Eureka! Ranch works with companies to develop new
products, and it counts such major corporations as Ford
Motor Co. and Johnson & Johnson among its clients.
While the ranch refuses to discuss specific products
that it has helped develop, it claims that the average
U.S. home uses 18 products or services either invented
or improved by its employees. Hall has also authored the
Jump
Start series of books, aimed at innovators.

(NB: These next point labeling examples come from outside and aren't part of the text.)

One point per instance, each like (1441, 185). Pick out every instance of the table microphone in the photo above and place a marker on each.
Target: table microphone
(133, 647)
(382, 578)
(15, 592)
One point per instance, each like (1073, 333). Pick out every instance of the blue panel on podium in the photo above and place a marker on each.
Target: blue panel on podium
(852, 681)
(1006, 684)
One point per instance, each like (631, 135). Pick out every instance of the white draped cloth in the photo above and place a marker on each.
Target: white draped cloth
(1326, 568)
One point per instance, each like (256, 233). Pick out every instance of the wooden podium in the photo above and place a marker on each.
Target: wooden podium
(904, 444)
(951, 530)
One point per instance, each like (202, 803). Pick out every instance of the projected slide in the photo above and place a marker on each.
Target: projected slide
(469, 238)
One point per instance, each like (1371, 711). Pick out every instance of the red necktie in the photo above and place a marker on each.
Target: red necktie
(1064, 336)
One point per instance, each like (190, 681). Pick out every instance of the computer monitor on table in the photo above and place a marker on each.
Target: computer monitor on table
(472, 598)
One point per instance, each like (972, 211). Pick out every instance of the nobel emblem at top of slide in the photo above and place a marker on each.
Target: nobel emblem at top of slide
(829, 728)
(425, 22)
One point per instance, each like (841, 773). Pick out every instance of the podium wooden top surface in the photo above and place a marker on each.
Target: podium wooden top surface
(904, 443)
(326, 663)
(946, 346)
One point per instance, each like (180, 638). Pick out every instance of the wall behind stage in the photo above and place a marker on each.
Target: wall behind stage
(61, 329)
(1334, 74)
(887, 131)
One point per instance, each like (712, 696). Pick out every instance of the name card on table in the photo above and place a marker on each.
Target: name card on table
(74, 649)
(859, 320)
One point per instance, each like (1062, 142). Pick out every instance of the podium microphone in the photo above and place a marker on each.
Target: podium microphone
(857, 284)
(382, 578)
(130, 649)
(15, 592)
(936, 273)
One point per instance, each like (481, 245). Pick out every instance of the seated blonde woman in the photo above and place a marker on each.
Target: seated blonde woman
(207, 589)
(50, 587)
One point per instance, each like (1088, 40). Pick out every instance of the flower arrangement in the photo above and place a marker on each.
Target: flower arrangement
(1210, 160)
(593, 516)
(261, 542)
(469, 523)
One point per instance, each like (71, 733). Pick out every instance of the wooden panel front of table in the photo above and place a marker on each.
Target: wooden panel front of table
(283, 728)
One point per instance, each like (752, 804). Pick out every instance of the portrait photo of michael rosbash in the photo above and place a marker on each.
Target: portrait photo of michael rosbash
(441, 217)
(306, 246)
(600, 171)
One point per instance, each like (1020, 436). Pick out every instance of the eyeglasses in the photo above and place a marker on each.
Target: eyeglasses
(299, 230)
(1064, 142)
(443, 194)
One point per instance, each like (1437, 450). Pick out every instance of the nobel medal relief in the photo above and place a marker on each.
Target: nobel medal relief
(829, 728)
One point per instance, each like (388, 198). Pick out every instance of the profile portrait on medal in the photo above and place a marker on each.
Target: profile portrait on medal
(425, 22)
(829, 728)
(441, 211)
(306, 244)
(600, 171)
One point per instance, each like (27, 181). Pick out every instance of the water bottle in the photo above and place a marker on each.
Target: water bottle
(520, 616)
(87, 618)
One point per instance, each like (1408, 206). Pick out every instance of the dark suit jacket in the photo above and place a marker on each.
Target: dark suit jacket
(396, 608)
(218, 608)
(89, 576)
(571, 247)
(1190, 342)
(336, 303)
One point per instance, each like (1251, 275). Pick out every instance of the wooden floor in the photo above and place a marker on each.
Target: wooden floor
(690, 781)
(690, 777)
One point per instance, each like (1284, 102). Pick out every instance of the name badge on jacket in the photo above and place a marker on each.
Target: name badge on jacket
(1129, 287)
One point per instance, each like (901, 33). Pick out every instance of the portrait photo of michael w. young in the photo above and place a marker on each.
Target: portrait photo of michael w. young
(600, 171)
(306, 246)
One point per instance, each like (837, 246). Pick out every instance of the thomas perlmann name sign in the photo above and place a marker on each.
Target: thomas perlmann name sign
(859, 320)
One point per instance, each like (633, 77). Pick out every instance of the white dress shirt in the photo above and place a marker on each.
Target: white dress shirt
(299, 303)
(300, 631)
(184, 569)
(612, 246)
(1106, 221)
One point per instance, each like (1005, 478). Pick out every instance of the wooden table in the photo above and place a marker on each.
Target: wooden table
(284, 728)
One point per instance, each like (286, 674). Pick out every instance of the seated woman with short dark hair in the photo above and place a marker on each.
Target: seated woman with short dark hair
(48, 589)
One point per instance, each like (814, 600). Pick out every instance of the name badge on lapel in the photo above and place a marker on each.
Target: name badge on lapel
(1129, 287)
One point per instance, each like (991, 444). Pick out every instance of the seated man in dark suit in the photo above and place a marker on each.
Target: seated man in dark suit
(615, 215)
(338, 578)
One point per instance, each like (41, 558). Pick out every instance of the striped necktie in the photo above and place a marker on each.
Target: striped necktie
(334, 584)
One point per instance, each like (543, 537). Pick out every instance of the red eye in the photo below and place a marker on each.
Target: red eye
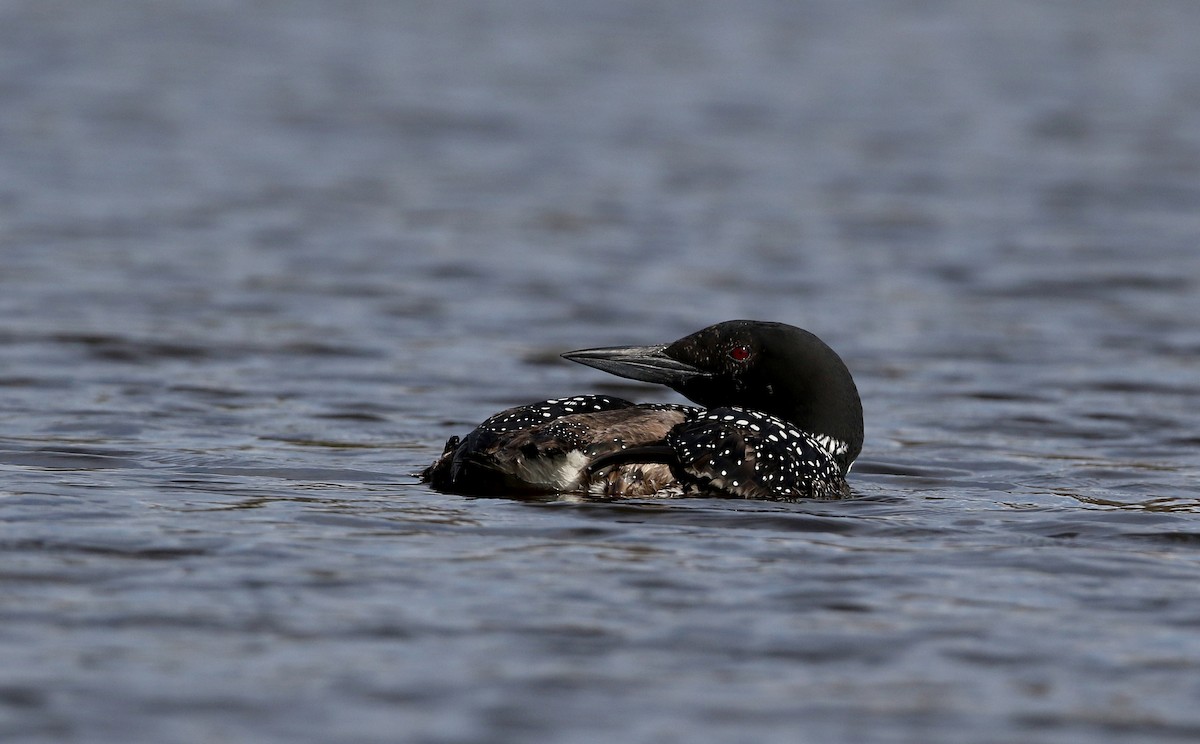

IEEE Spectrum Senior Associate Editor Stephen Cass talked
with Hall about what it takes to stay on top of the
invention game.
After your teenage
entrepreneurship, you got a chemical engineering
degree. How did you go from there to helping
blue-chip companies be more creative?
I worked for Procter & Gamble as an engineer for a
summer and realized that pulp digesters were not my
future! I got into the company’s brand management group,
and I worked there for 10 years. My technical degree was
a huge help, because I could serve as an interface
between the production people and the sales and
marketing people. As a result, I ended up creating the
Procter & Gamble Invention Team, where we did
product development, packaging, and market positioning
all at the same time. So I ended up becoming an
inventor—not just of products but of marketing ideas,
too, because often marketing ideas have consequence for
the product and the brand.
What should engineers
developing products know about marketing?
There are three laws of what I call marketing physics,
three things that matter. The first is “overt benefit,”
which, in a consumer’s words, is “What’s in it for me?”
The second is “real reason to believe,” which translates
to “Why should I believe you?” And the third is
“dramatic difference,” or “Why should I care?” The
classic mistake that engineers make is to talk about
features, not benefits. Engineers will talk about the
technology and assume that people will know why it’s
important and believe that it works. But it doesn’t work
that way. The job of marketing is to communicate the
wonders of the product or service in a way that
consumers can understand. It’s not very difficult—it’s
trivial compared to the technology stuff. But inventors
need to have absolute clarity about what their message
is: what’s the benefit, what’s the reason to believe,
what’s the dramatic difference. And if you’re not
dramatically different, give it up. You have a
commodity, and you’re going to sell it for commodity prices.
What else trips up inventors?
Lack of flexibility—you’ve got to be flexible, got to
be willing to see a flaw and fix it. Lack of honesty,
too—you’ve got to have some people who are willing to
tell you the truth, the whole truth and nothing but the
truth, because people get into delusion land. I saw it
on “American Inventor,” and you can see in corporate
offices where you talk to somebody—they’ve been working
on a project for nine months—and you shake your head
because they’re obviously wasting their time. But they
can’t see it. To use the classic phrase, “You got to
know when to hold them, know when to fold them.”